Obama used his prime-time television address on Tuesday to make the case for a military strike on Syria after the deadly gas attack in August. Even as he did so, Obama said he understands Americans' strong opposition to another military action.
"I've spent four and a half years working to end wars, not to start them," he said. "Our troops are out of Iraq. Our troops are coming home from Afghanistan. And I know Americans want all of us in Washington, especially me, to concentrate on the task of building our nation here at home."
In trying to justify a military strike, it was almost as though the president was arguing with himself about why a chemical attack warranted involvement in a war he'd studiously avoided for more than two years. Presidential historian Michael Beschloss says Obama's speeches are unusual in the way they reveal his sometimes messy internal dialogue.

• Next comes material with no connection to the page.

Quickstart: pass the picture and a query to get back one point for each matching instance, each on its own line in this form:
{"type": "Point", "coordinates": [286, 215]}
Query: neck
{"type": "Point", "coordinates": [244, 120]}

"He is not afraid to confess that there is ambiguity in the world," Beschloss says. "And sometimes there may be ambivalence in his own mind, and it is not an accident that a president with these qualities was elected after two terms of a president who was famously very self-certain in most of the things he said in public."
Beschloss says Obama's ambivalence was especially apparent two weeks ago, when the president announced his decision that the U.S. should strike Syria, then added in the very next breath that he planned to seek authorization from Congress first. Obama had surprised his own staff with the second part of that decision only the night before.
"We saw something two weeks ago that we normally don't see with most presidents, and that is a pretty spontaneous decision," he says. "One that was in full view, and one that did not necessarily show Barack Obama in the best light, but you do get an authentic sense of the man."
But where Beschloss sees authenticity — and a thoughtful wrestling over the proper role of the president — others see dithering and indecision. Senate Republican Leader Mitch McConnell said this week it's long past time for the president to "drop the pose of the reluctant warrior, and lead."
"What's needed in Syria is what's needed almost everywhere else in the world from America right now: a clear strategy and a president determined to carry it out," McConnell said. "What we've gotten instead is the same timid, reluctant leadership that I've seen from the president for nearly five years."
Congress appears unwilling to authorize a military strike, though, and Obama is reluctant to order one on his own. So this week, the White House seized on an alternative, proposed by Russian President Vladimir Putin: to have Syria surrender its chemical weapons to international observers.
Obama insists it was only the threat of military force that opened the door for that diplomatic track.
One White House aide acknowledged there have been a lot of twists and turns to this drama over the last few weeks. While the ending is not yet clear, the administration feels better about the story line than it did a week ago.